The original amount of the loan when all disbursements are completed.

Principal Balance:
The outstanding amount you owe, excluding accrued but unpaid interest.

Promissory Note:
A legally binding agreement the borrower signs to obtain a loan, in which the borrower promises to repay the loan, with interest. The note includes all the terms and conditions of the loan. You need to sign a promissory note for every loan you receive unless you have previously signed a Master Promissory Note (MPN).

The Preliminary Scholastic Assessment Test (PSAT) is a two-hour test given once a year in October. As with the SAT, you receive separate math and verbal scores. In addition, the test also includes a third scored section testing English grammar. Each subject is scored on a scale of 20 to 80, and these scores are combined to create your National Merit Scholarship selection index.

Repayment Period:
The period of time during which you repay the money borrowed and interest.

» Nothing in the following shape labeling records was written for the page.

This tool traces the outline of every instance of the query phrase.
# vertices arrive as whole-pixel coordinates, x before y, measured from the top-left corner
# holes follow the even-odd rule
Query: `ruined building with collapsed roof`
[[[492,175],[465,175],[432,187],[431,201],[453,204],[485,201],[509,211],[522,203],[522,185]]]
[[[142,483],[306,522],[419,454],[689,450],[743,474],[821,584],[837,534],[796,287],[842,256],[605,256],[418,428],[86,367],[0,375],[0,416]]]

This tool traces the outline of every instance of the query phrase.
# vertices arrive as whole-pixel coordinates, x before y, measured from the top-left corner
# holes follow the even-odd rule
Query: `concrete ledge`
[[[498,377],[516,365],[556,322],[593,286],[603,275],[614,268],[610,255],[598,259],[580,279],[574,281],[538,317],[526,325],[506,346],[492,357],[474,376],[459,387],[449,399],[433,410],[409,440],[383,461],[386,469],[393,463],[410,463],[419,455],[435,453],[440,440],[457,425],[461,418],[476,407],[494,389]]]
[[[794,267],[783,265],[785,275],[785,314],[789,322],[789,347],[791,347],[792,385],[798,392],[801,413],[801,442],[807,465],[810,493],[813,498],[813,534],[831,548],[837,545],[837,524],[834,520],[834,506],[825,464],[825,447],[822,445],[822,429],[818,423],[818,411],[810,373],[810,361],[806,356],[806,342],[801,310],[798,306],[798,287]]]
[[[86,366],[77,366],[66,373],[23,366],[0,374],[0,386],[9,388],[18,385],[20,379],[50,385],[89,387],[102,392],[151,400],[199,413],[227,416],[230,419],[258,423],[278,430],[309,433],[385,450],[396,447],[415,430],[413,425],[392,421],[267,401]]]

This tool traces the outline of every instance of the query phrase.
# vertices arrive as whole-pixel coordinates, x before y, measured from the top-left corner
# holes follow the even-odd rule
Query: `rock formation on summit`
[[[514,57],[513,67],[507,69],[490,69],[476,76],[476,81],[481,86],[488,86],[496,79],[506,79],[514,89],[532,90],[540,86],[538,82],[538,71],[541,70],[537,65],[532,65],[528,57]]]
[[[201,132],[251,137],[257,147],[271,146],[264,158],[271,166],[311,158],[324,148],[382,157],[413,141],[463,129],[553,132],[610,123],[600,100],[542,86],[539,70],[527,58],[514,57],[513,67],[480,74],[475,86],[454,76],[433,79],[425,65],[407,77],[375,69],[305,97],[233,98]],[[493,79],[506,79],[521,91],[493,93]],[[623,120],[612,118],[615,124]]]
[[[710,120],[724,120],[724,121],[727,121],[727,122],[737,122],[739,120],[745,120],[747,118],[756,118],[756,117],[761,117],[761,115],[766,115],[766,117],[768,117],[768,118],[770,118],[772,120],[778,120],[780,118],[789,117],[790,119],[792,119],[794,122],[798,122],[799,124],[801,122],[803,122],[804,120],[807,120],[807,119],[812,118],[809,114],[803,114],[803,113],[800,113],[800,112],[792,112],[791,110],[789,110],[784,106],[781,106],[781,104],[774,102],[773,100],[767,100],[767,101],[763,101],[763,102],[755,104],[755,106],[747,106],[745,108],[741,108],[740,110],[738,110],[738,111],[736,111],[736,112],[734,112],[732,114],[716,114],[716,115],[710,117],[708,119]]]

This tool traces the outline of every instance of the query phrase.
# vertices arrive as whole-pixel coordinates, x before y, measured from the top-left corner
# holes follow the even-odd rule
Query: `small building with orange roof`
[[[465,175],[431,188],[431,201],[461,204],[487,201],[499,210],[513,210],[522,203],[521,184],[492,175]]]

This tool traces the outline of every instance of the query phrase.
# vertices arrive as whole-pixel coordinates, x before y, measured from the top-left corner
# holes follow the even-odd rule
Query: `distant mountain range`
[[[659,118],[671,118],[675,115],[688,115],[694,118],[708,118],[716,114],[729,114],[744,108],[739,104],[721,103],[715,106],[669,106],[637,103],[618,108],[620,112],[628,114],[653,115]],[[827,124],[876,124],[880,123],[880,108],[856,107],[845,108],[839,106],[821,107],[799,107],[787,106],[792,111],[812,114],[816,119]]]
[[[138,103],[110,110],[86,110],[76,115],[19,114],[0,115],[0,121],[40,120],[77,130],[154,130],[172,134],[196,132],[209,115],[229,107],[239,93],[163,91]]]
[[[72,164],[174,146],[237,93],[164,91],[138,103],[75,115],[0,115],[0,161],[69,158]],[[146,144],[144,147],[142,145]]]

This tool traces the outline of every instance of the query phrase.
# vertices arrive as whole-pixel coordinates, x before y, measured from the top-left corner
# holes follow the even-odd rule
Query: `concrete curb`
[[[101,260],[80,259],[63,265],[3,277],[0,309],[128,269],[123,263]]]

Scholarships, like grants, are a form of financial aid that does not have to be repaid. These are available from many sources including community groups, schools, and private corporations. Scholarships can be awarded based on a variety of criteria including scholastic achievement, extacurricular activities, and academic major.

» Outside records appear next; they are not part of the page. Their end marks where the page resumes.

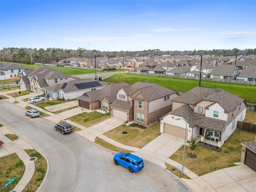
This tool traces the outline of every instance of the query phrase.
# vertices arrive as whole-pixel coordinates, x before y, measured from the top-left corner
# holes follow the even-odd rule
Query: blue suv
[[[129,169],[132,173],[139,171],[144,167],[142,159],[130,153],[118,153],[114,156],[114,161],[116,165],[120,164]]]

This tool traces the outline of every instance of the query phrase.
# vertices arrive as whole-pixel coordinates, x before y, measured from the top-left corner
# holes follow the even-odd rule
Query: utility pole
[[[43,64],[44,65],[44,56],[43,55],[42,55],[42,57],[43,58]]]
[[[143,54],[143,72],[144,72],[144,61],[145,60],[144,59],[144,54]]]
[[[32,61],[32,53],[30,53],[30,59],[31,59],[31,65],[33,66],[33,62]]]
[[[201,55],[201,64],[200,64],[200,75],[199,76],[199,86],[201,86],[201,74],[202,73],[202,55]]]
[[[234,65],[234,70],[233,70],[233,75],[232,75],[232,80],[234,79],[234,74],[235,72],[235,68],[236,68],[236,58],[237,57],[237,53],[236,56],[236,60],[235,60],[235,64]]]
[[[123,54],[123,65],[124,65],[123,68],[124,69],[124,55]]]
[[[95,55],[94,55],[94,60],[95,63],[95,79],[97,80],[97,70],[96,70],[96,58]]]

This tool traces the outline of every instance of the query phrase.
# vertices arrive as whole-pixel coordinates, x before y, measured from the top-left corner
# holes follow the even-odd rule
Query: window
[[[140,121],[140,114],[137,113],[137,120],[138,121]]]
[[[213,112],[213,116],[214,117],[217,117],[217,118],[219,117],[219,112],[214,111]]]
[[[212,130],[209,130],[208,132],[208,134],[209,135],[213,135],[213,131]]]
[[[142,101],[138,101],[138,108],[139,109],[142,108]]]
[[[144,122],[144,114],[137,113],[137,120],[138,121]]]
[[[232,130],[233,130],[233,129],[234,129],[235,128],[235,124],[236,124],[236,120],[235,119],[234,121],[233,122],[232,122],[232,127],[231,128],[231,129]]]
[[[214,136],[216,137],[220,138],[220,133],[218,132],[217,132],[216,131],[214,131]]]
[[[120,99],[125,99],[125,95],[118,94],[118,98],[119,98]]]
[[[140,121],[144,122],[144,114],[140,115]]]

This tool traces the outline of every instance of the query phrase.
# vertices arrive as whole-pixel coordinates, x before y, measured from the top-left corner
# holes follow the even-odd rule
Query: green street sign
[[[10,184],[11,184],[12,182],[13,182],[14,181],[15,181],[15,180],[16,180],[16,179],[17,179],[17,178],[16,177],[14,177],[13,179],[8,179],[7,178],[7,180],[8,180],[9,181],[9,182],[8,182],[7,183],[6,183],[6,184],[5,184],[4,185],[4,187],[6,187],[7,186],[8,186],[9,185],[10,185]]]

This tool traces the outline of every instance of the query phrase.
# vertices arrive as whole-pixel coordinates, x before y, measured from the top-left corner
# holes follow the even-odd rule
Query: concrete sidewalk
[[[4,93],[4,94],[3,94],[2,93],[1,94],[4,96],[6,95],[5,94],[6,92]],[[9,99],[7,99],[7,100],[11,102],[15,101],[13,98],[8,96],[7,96],[10,98]],[[169,158],[169,157],[182,146],[184,140],[182,139],[163,134],[141,149],[126,146],[103,134],[105,132],[122,124],[123,123],[123,121],[122,120],[111,118],[91,127],[86,128],[69,120],[68,118],[81,113],[83,112],[90,112],[91,111],[83,109],[83,111],[82,111],[82,108],[78,107],[59,114],[54,114],[43,110],[40,108],[37,108],[33,105],[28,104],[28,102],[24,102],[22,98],[20,98],[19,97],[17,97],[16,99],[20,103],[16,104],[23,108],[26,106],[30,106],[39,111],[47,113],[50,116],[44,118],[56,123],[58,123],[60,120],[62,120],[73,125],[81,129],[81,130],[76,132],[74,133],[79,134],[86,139],[94,142],[95,138],[98,137],[120,148],[134,151],[134,154],[142,157],[146,161],[157,165],[162,168],[166,168],[164,164],[164,163],[166,162],[172,165],[177,169],[180,170],[182,170],[182,165],[181,164]],[[70,103],[69,104],[69,103]],[[65,105],[56,105],[54,107],[52,107],[51,109],[49,108],[47,110],[58,110],[59,106],[60,109],[62,109],[64,105],[66,108],[69,108],[73,106],[74,105],[74,102],[72,102],[66,103],[66,104]],[[1,132],[2,128],[0,128]],[[1,132],[1,138],[2,133]],[[2,154],[2,151],[1,152]],[[24,159],[24,158],[22,158],[22,159]],[[24,160],[25,160],[26,159]],[[184,167],[183,171],[184,174],[191,179],[183,178],[181,179],[194,191],[196,192],[218,192],[226,191],[227,190],[232,192],[254,192],[255,189],[256,188],[256,182],[255,182],[256,181],[256,173],[244,165],[222,169],[201,176],[199,176],[185,167]],[[29,181],[28,179],[27,180]],[[25,184],[23,183],[22,184]],[[18,190],[17,189],[16,191],[18,192],[22,190]]]

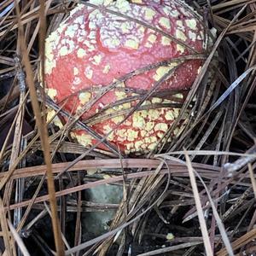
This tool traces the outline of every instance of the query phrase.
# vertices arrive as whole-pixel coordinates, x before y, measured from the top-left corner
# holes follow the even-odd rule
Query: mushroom
[[[189,89],[201,61],[156,64],[203,53],[204,42],[200,15],[183,1],[90,0],[79,4],[46,39],[47,94],[58,104],[67,99],[64,109],[74,114],[117,81],[81,120],[101,136],[115,128],[108,140],[125,154],[145,154],[154,148],[179,114],[170,95]],[[151,69],[118,82],[150,65]],[[171,69],[175,70],[156,93],[119,125]],[[173,96],[182,103],[184,94]],[[178,128],[173,136],[177,132]],[[96,143],[84,130],[74,128],[71,135],[87,147]],[[99,148],[105,149],[102,144]]]

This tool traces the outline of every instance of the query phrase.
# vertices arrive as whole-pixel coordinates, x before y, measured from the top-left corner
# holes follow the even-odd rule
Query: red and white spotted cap
[[[134,70],[193,54],[186,45],[197,53],[205,50],[201,18],[183,1],[90,0],[89,3],[100,8],[78,5],[46,39],[47,93],[56,103],[68,98],[64,109],[69,113],[75,113],[104,86]],[[111,14],[106,8],[143,22]],[[184,61],[158,90],[189,89],[201,65],[199,60]],[[81,119],[100,135],[106,135],[138,102],[140,93],[147,93],[177,66],[172,62],[158,67],[120,83],[93,104]],[[179,113],[179,108],[166,107],[172,102],[161,97],[147,100],[143,109],[135,112],[108,136],[108,142],[126,154],[150,151]],[[96,142],[82,130],[73,130],[71,135],[84,146]]]

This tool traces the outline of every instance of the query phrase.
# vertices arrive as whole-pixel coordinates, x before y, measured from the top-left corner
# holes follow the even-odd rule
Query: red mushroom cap
[[[201,18],[183,1],[90,0],[89,3],[102,6],[96,9],[78,5],[46,39],[47,92],[57,103],[68,97],[64,109],[69,113],[76,113],[102,87],[132,71],[193,54],[186,45],[196,52],[204,51]],[[143,23],[111,14],[104,7]],[[170,37],[148,28],[145,23]],[[189,89],[201,64],[199,60],[183,62],[158,90]],[[138,102],[135,97],[140,96],[139,92],[147,93],[176,66],[177,62],[160,66],[120,83],[84,113],[82,119],[100,135],[106,135]],[[177,97],[182,96],[182,94],[177,95]],[[115,102],[119,104],[111,107]],[[150,109],[150,106],[172,102],[151,97],[144,102],[145,109],[136,111],[108,140],[126,154],[153,149],[178,115],[179,109],[170,107]],[[92,116],[94,119],[90,119]],[[96,142],[83,130],[73,130],[72,135],[85,146]]]

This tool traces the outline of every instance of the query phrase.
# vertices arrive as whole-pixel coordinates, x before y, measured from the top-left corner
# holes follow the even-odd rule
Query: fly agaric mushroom
[[[88,3],[78,5],[46,39],[47,93],[56,103],[68,99],[64,109],[69,113],[81,110],[102,88],[132,71],[191,55],[191,49],[204,52],[201,17],[183,1]],[[177,67],[158,91],[189,89],[201,65],[200,60],[188,60],[178,67],[177,62],[172,62],[137,74],[104,94],[83,113],[81,120],[104,136],[170,69]],[[183,94],[177,97],[183,97]],[[108,136],[108,142],[126,154],[152,150],[179,113],[179,108],[166,107],[172,102],[160,96],[148,98],[143,109],[136,111]],[[153,108],[157,104],[163,107]],[[96,143],[83,130],[74,129],[71,135],[84,146]],[[104,148],[102,145],[99,148]]]

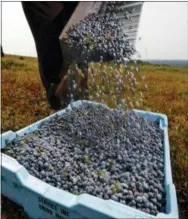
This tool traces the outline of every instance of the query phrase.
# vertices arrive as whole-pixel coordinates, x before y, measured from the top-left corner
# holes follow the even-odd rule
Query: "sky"
[[[20,2],[2,2],[2,45],[7,54],[36,57]],[[188,2],[145,2],[136,48],[142,59],[188,60]]]

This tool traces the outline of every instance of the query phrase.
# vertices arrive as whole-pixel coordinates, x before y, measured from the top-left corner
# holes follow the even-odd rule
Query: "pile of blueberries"
[[[75,53],[69,54],[72,56],[69,60],[77,64],[83,60],[85,64],[100,60],[127,63],[136,50],[128,35],[123,32],[123,22],[118,17],[118,11],[125,4],[126,2],[102,2],[98,13],[89,14],[69,28],[64,41]]]
[[[52,186],[157,215],[165,212],[163,135],[159,121],[133,110],[83,102],[4,152]]]

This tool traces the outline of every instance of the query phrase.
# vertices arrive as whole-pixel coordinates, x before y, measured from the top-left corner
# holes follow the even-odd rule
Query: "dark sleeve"
[[[47,20],[53,20],[63,9],[63,2],[38,2],[24,1],[23,5],[27,5],[34,14]]]

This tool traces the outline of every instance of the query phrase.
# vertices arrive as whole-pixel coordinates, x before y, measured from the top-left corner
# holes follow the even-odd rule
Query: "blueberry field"
[[[113,81],[116,66],[109,65],[112,71],[108,79]],[[2,59],[1,66],[2,132],[19,130],[48,116],[50,111],[40,82],[37,59],[28,57],[20,59],[18,56],[7,55]],[[142,104],[135,108],[164,113],[168,116],[173,181],[177,190],[180,218],[186,218],[188,215],[188,69],[148,63],[139,63],[138,67],[139,74],[145,76],[145,84],[148,88],[147,90],[138,88],[144,97]],[[95,77],[95,80],[92,83],[102,86],[98,77]],[[99,101],[93,84],[90,89],[93,100]],[[111,86],[111,89],[115,87]],[[124,92],[121,95],[125,97],[129,95],[131,98],[127,91]],[[115,106],[116,100],[110,95],[104,96],[103,99],[108,106]],[[26,218],[26,215],[21,207],[2,197],[2,218]]]

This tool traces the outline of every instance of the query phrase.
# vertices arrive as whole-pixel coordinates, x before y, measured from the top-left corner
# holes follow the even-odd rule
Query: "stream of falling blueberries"
[[[9,142],[4,152],[52,186],[157,215],[166,206],[164,133],[159,121],[131,110],[141,106],[147,86],[136,62],[130,64],[135,48],[119,14],[129,19],[134,10],[125,14],[125,5],[103,2],[98,14],[89,14],[64,35],[79,54],[69,57],[69,98],[86,95],[110,108],[83,102]],[[82,91],[86,73],[88,86]]]

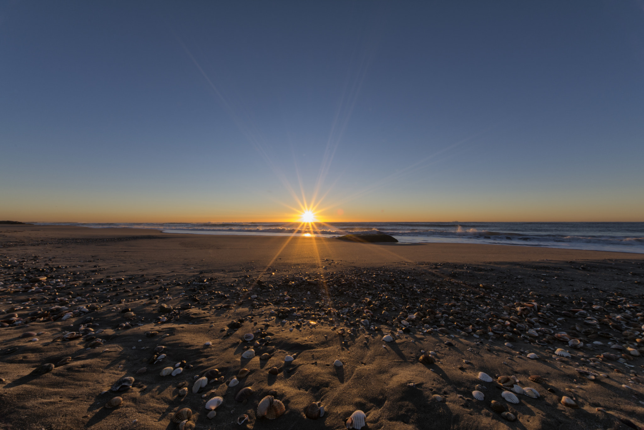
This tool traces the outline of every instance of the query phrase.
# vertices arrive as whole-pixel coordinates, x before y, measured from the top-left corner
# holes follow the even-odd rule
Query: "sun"
[[[305,211],[302,213],[300,220],[302,222],[313,222],[316,220],[316,216],[311,211]]]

The Scholastic Aptitude Test (SAT) is a seven-section, three-hour exam that is administered seven times a year. Three of the sections are verbal, three are math, and one is experimental. The experimental section can be either verbal or math. It is used by the test-makers for research purposes only and will not count toward your final score.

Stafford Loan:
Loans under the FFEL loan program that are awarded on the basis of financial need. These loans can be made from a bank, credit union, other eligible lender, or obtained directly from the government under the Federal Direct Lending Program.

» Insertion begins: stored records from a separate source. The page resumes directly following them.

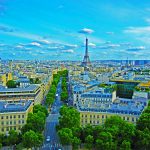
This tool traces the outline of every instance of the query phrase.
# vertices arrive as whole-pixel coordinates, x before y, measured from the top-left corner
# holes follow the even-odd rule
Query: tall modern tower
[[[85,43],[85,55],[82,61],[81,66],[87,68],[91,66],[89,54],[88,54],[88,39],[86,38],[86,43]]]

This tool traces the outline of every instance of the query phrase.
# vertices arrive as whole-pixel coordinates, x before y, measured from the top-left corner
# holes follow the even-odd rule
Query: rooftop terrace
[[[32,104],[32,101],[24,101],[20,100],[17,103],[8,103],[8,102],[0,102],[0,113],[7,112],[22,112],[26,111],[29,106]]]
[[[111,104],[98,103],[97,101],[78,102],[79,111],[102,112],[114,114],[129,114],[139,116],[147,106],[148,100],[144,98],[138,99],[118,99]]]

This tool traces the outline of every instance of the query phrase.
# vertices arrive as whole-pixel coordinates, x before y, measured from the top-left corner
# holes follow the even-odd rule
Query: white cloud
[[[17,45],[16,48],[22,49],[22,48],[24,48],[24,46],[23,45]]]
[[[74,53],[73,49],[62,50],[63,53]]]
[[[32,45],[32,46],[37,46],[37,47],[41,47],[41,44],[38,43],[38,42],[32,42],[32,43],[30,43],[30,45]]]
[[[96,44],[94,44],[94,43],[89,43],[88,44],[90,47],[96,47]]]
[[[140,51],[140,50],[145,50],[145,46],[129,47],[127,49],[127,51],[132,51],[132,52],[136,52],[136,51]]]
[[[38,42],[41,43],[41,44],[50,44],[50,43],[51,43],[50,41],[45,40],[45,39],[40,40],[40,41],[38,41]]]
[[[150,26],[145,27],[128,27],[124,30],[125,33],[143,34],[150,33]]]
[[[112,34],[114,34],[114,32],[106,32],[106,34],[110,34],[110,35],[112,35]]]
[[[83,28],[79,31],[79,33],[82,33],[82,34],[91,34],[93,32],[94,32],[94,30],[88,29],[88,28]]]

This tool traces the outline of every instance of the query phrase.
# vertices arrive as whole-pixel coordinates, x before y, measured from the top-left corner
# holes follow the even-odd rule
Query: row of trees
[[[9,81],[7,81],[7,83],[6,83],[6,86],[8,87],[8,88],[16,88],[17,86],[19,86],[20,85],[20,83],[18,82],[16,82],[16,81],[14,81],[14,80],[9,80]]]
[[[43,130],[45,127],[47,109],[38,104],[33,107],[33,113],[29,113],[27,123],[22,128],[22,144],[25,148],[37,148],[43,143]]]
[[[31,84],[40,84],[41,80],[39,78],[30,78],[30,83]]]
[[[60,81],[60,74],[54,74],[53,75],[53,82],[51,84],[50,90],[46,96],[46,105],[51,106],[54,103],[55,95],[57,91],[57,85]]]
[[[150,103],[137,124],[128,123],[119,116],[108,118],[104,125],[80,127],[80,115],[72,107],[60,110],[58,135],[63,145],[78,149],[81,143],[89,150],[149,150]]]
[[[66,77],[62,78],[62,92],[61,92],[61,100],[65,101],[68,99],[68,86]]]
[[[62,74],[62,92],[61,92],[62,101],[65,101],[68,99],[67,77],[68,77],[68,70],[64,70]]]
[[[51,106],[54,103],[57,85],[60,81],[60,77],[62,77],[62,93],[61,99],[65,100],[68,98],[68,91],[67,91],[67,76],[68,70],[58,71],[57,74],[53,75],[53,82],[51,84],[50,90],[46,96],[46,105]]]
[[[80,114],[73,107],[63,106],[60,109],[59,125],[56,127],[61,143],[72,144],[77,148],[80,138],[77,136],[80,129]]]
[[[11,146],[19,144],[19,146],[22,145],[25,148],[39,147],[43,143],[42,132],[47,115],[48,112],[44,106],[35,105],[33,113],[29,113],[27,123],[21,129],[21,132],[10,130],[8,135],[1,134],[0,145]]]

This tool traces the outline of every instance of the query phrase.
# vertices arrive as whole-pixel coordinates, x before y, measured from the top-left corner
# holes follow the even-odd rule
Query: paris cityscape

Indicates the condition of your student loan. Examples would include “in school” and “repayment.”

Student Aid Report (SAR):
Commonly called an SAR, the Student Aid Report is generated from a family’s financial information provided on the FAFSA. It is a summary of the financial aid for which the student is eligible based on his or her individual circumstances.

Student Loan Interest Deduction:
Eligible taxpayers may deduct the amount of interest they have paid during the tax year on any qualified education loan for the period of time as defined by law. The deduction applies to interest paid after December 31, 1997 and is phased out for single taxpayers with incomes of $40,000-$55,000 and for joint taxpayers with incomes of $60,000-$75,000. Single return tax filers with incomes of $55,000 and joint return tax filers with incomes of $75,000 and above will not be eligible for a deduction. (Qualified education expenses generally include tuition, fees, room and board.) The Student Loan Interest Deduction is part of the Taxpayer Relief Act of 1997.

Subsidized Loan:
A loan on which the government pays the interest for you while you are in school at least half-time and during periods of grace and deferment (i.e. subsidized federal Stafford Loan).

Unsubsidized Loan:
A loan that is not based upon need (i.e., unsubsidized federal Stafford Loan or Federal PLUS Loans). The borrower is always responsible for paying the interest on the loan while in school, during deferment, forbearance, and grace periods.

Variable Interest:
Interest rates that change periodically (i.e., quarterly, annually etc.). The interest rates for Federal Stafford and PLUS Loans are set by the government each year and change annually on the first of July.

Work Study:
Part of the federal Student Financial Assistance Program, work study provides part-time employment for post-secondary students who need income to help meet education costs.

An IRS form used by taxpayers to certify that loans meet the definition of qualifying education debt and which allows lenders to report to the IRS the amount of interest paid on student loans as interest qualifying for possible tax deductions.

91-day T-Bill:
Refers to the auction rate determined for 91-day Treasury Bills by the public auction held by the United States Treasury Department. The interest rates for Stafford and PLUS loans are tied to the auction rates held at certain times of the year. The rate(s) can be obtained from the Treasury Department, but is also available in many newspapers including The Wall Street Journal.